Of other modern poets I have read some things of William Morris, like the “Life and Death of Jason,” the “Story of Gudrun,” and the “Trial of Guinevere,” with a pleasure little less than passionate, and I have equally liked certain pieces of Dante Rossetti. I have had a high joy in some of the great minor poems of Emerson, where the goddess moves over Concord meadows with a gait that is Greek, and her sandalled tread expresses a high scorn of the india-rubber boots that the American muse so often gets about in.

The “Commemoration Ode” of Lowell has also been a source from which I drank something of the divine ecstasy of the poet’s own exalted mood, and I would set this level with the ‘Biglow Papers,’ high above all his other work, and chief of the things this age of our country shall be remembered by. Holmes I always loved, and not for his wit alone, which is so obvious to liking, but for those rarer and richer strains of his in which he shows himself the lover of nature and the brother of men. The deep spiritual insight, the celestial music, and the brooding tenderness of Whittier have always taken me more than his fierier appeals and his civic virtues, though I do not underrate the value of these in his verse.

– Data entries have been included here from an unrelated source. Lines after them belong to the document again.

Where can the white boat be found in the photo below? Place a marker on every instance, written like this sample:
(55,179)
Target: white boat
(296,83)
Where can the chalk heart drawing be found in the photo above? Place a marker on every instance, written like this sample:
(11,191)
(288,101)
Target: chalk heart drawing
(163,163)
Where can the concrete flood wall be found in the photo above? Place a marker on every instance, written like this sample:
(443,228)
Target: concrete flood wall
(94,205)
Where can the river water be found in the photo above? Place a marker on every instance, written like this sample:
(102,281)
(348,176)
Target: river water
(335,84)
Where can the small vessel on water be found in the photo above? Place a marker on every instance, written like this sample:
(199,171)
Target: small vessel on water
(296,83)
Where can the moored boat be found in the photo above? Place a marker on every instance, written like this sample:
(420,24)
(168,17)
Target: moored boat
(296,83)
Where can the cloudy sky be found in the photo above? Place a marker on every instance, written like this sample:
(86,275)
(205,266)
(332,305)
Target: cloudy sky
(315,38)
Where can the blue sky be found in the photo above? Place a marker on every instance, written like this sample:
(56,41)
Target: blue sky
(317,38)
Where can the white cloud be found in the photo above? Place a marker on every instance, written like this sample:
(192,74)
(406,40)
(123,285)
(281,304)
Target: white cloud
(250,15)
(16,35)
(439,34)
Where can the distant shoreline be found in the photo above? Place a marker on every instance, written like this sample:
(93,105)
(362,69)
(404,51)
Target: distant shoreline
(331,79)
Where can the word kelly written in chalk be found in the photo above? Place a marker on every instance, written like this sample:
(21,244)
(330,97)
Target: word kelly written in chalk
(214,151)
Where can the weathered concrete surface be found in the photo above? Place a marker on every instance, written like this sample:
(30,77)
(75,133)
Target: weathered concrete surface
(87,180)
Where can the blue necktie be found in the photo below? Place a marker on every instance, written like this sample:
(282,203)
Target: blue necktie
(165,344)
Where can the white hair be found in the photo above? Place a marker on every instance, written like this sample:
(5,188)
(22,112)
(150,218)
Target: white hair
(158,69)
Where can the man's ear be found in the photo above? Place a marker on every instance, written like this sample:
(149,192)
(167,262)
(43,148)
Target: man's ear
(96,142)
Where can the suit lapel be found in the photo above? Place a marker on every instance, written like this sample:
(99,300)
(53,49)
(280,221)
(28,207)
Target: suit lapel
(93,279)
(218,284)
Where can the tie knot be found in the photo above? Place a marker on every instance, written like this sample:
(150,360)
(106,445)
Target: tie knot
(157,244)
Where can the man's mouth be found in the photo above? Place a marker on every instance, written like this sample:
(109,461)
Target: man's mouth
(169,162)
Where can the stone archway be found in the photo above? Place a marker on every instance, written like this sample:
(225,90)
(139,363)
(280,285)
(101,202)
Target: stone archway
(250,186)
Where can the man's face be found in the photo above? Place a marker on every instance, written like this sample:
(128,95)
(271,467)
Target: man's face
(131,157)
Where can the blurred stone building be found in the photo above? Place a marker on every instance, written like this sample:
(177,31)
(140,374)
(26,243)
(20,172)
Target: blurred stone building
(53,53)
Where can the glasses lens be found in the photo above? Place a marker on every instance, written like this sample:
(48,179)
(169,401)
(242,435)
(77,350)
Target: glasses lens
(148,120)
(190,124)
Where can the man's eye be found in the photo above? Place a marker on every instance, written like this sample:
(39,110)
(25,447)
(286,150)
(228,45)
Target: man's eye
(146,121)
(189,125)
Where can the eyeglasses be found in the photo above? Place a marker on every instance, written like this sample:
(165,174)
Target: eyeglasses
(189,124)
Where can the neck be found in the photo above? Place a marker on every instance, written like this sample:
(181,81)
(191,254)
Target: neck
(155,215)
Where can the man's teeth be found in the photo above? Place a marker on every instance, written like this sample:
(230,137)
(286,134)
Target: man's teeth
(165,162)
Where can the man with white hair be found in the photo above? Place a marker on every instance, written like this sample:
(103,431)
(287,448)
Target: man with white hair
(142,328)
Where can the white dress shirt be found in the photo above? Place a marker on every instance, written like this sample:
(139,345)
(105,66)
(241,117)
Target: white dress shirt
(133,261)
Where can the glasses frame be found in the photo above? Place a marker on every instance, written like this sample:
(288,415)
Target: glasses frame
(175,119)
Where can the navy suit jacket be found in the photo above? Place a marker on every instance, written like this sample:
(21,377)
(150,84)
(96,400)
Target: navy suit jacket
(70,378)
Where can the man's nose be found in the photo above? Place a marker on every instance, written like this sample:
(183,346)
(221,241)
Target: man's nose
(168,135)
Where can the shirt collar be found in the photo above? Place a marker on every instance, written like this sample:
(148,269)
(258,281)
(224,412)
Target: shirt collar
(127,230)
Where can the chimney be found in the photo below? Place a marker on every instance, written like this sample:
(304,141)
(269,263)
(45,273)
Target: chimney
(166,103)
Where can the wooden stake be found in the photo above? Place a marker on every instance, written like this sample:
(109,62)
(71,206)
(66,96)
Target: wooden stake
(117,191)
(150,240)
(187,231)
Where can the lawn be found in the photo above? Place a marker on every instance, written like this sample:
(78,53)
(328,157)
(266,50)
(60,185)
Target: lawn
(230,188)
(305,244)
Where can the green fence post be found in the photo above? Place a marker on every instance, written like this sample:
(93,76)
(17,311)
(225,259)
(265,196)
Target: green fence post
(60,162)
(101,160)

My acquaintance with these modern poets, and many I do not name because they are so many, has been continuous with their work, and my pleasure in it not inconstant if not equal. I have spoken before of Longfellow as one of my first passions, and I have never ceased to delight in him; but some of the very newest and youngest of our poets have given me thrills of happiness, for which life has become lastingly sweeter.

Long after I had thought never to read it—in fact when I was ‘nel mezzo del cammin di nostra vita’—I read Milton’s “Paradise Lost,” and found in it a majestic beauty that justified to me the fame it wears, and eclipsed the worth of those lesser poems which I had ignorantly accounted his worthiest. In fact, it was one of the literary passions of the time I speak of, and it shared my devotion for the novels of Tourguenief and (shall I own it?) the romances of Cherbuliez. After all, it is best to be honest, and if it is not best, it is at least easiest; it involves the fewest embarrassing consequences; and if I confess the spell that the Revenge of Joseph Noirel cast upon me for a time, perhaps I shall be able to whisper the reader behind my hand that I have never yet read the “AEneid” of Virgil; the “Georgics,” yes; but the “AEneid,” no. Some time, however, I expect to read it and to like it immensely. That is often the case with things that I have held aloof from indefinitely.